To simplify relative to actual processors, consider a hypothetical processor that runs at 2 GHz (0.5 ns per clock), with memory that takes 5 ns to load an arbitrary 64 bit (8 byte) word of memory, but only 1 ns to load each successive 64 bit word from memory. (Assume also that writes are similar.) On such a machine, flipping a bit in memory is pretty slow: 1 ns to load the instruction (only if it's not already in the pipeline – but 5 ns after a distant branch), 5 ns to load the word containing the bit, 0.5 ns to execute the instruction, and 5 ns to write the changed word back to memory. A memory copy is better: approximately zero to load instructions (since the pipeline presumably does the right thing with loops of instructions), 5 ns to load the first 8 bytes, 0.5 ns to execute an instruction, 5 ns to store the first 8 bytes, and 1+0.5+1 ns for each additional 8 bytes. Locality makes things easier. But some operations can be pathological: incrementing each byte of an array does the initial 5 ns load, the 0.5 ns instruction, the initial 5 ns store, then 1+0.5+1 per byte (rather than per word) thereafter. (A memory copy that doesn't fall on the same word boundaries is also bad news.)
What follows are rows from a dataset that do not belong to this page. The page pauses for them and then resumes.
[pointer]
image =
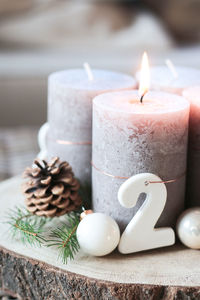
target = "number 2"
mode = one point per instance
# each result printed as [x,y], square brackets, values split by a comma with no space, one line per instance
[140,233]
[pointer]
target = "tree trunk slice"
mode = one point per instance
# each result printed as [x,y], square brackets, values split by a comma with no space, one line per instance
[37,273]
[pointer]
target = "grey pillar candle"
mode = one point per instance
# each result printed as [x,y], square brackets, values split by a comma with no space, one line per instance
[129,138]
[193,173]
[70,95]
[162,79]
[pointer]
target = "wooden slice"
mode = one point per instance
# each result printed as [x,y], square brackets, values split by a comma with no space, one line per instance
[37,273]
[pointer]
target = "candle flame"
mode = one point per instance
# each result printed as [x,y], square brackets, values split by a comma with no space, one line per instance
[172,68]
[88,70]
[144,76]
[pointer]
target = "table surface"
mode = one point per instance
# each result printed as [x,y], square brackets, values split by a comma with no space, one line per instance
[176,266]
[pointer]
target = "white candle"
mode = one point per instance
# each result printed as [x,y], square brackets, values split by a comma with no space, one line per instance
[130,137]
[140,233]
[70,97]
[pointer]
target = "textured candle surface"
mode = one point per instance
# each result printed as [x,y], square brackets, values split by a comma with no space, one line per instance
[162,78]
[131,138]
[70,97]
[193,174]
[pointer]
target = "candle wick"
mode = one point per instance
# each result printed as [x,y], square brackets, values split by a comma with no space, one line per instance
[172,68]
[141,98]
[88,70]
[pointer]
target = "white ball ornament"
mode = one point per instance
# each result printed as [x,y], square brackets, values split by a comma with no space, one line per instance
[98,234]
[188,228]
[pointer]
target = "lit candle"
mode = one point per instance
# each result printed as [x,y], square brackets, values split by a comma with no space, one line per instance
[130,137]
[193,172]
[70,97]
[172,79]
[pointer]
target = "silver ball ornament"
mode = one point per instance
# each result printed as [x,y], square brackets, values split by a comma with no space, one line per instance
[98,234]
[188,228]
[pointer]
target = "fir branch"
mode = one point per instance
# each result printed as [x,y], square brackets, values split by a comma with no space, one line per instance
[64,238]
[27,227]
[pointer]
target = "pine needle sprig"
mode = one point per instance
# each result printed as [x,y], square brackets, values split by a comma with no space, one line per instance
[27,227]
[64,237]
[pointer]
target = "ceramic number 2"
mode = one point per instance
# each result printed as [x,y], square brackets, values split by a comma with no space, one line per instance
[140,233]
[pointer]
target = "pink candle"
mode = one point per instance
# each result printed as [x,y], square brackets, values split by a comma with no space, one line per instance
[129,138]
[193,174]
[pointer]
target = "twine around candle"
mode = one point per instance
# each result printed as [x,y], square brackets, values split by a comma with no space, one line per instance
[63,142]
[146,182]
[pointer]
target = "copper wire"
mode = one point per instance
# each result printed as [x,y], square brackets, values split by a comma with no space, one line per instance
[62,142]
[146,182]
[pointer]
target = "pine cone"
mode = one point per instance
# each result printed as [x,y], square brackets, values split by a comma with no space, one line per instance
[51,189]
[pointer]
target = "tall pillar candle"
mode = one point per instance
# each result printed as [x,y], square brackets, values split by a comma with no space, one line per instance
[193,172]
[129,138]
[162,79]
[70,95]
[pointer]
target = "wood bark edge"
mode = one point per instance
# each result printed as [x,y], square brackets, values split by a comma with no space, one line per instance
[32,279]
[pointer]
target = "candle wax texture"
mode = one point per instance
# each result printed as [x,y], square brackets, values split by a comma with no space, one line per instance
[70,95]
[193,172]
[129,138]
[162,79]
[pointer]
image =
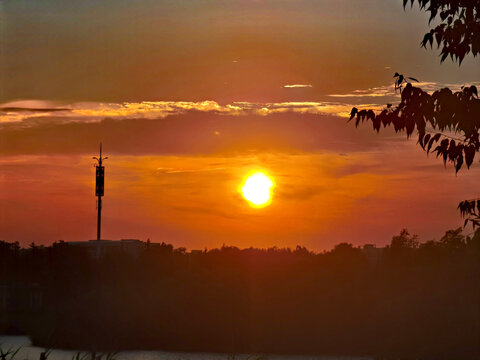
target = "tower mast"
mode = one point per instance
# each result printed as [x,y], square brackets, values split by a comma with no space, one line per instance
[99,189]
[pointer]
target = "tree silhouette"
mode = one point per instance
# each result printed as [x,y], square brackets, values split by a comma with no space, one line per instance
[447,122]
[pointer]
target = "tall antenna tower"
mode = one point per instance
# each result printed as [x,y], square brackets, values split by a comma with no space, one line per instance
[99,189]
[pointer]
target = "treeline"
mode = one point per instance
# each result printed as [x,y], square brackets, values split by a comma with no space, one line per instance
[416,300]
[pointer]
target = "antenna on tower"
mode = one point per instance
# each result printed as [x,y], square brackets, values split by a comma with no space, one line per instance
[99,188]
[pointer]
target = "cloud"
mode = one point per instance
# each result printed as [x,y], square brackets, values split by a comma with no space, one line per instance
[26,115]
[388,91]
[294,86]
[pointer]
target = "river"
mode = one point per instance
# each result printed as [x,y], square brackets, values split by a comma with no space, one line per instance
[29,352]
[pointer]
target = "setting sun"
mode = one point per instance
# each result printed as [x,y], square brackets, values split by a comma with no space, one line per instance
[257,189]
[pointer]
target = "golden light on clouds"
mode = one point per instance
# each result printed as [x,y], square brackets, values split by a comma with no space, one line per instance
[257,189]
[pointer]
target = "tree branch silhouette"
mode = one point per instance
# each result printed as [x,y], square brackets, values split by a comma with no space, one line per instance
[437,117]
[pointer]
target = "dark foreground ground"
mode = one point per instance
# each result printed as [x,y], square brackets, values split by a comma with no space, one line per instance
[416,301]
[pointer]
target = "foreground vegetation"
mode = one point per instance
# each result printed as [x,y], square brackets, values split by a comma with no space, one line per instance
[419,300]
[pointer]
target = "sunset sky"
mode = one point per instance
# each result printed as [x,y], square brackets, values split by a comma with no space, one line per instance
[189,96]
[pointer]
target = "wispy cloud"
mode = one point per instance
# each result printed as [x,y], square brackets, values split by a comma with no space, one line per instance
[26,115]
[294,86]
[388,91]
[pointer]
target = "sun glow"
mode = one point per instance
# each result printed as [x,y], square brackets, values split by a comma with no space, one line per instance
[257,189]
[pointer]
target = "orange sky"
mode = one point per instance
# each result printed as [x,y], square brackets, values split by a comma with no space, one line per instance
[189,96]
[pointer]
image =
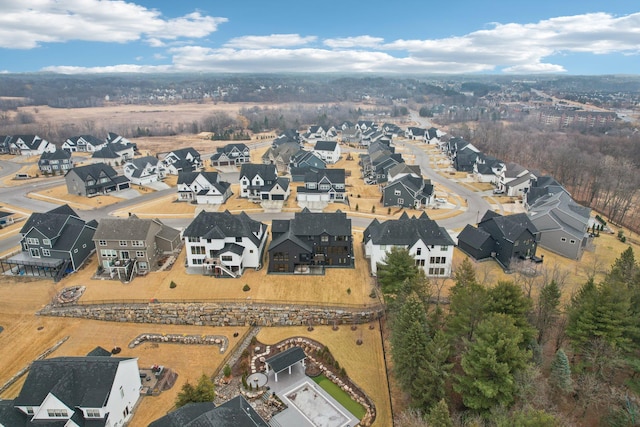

To make this processor faster, we can add a cache that improves loads and stores to just 0.5 ns over the instruction execution time, for data that's in cache. The memory copy doesn't improve on reading, since it still costs 5 ns for the first 8 byte work and 1 ns for additional words, but the writes get much faster: 0.5 ns for every word until the cache fills, and at the normal 5+1+1, etc. rate after it fills, in parallel with other work that uses memory less. The byte increments improve to 5 ns for the initial load, 0.5+0.5 ns for the instruction and write, then 0.5+0.5+0.5 ns for each additional byte, except during cache stalls on read or write. More repetition of the same few addresses increase the proportion of cache hits.
What happens with real processors, multiple levels of cache, etc.? The simple answer is that things get more complicated. Writing cache-aware code includes trying to improve locality of memory access, analysis to avoid thrashing the cache, and a whole lot of profiling.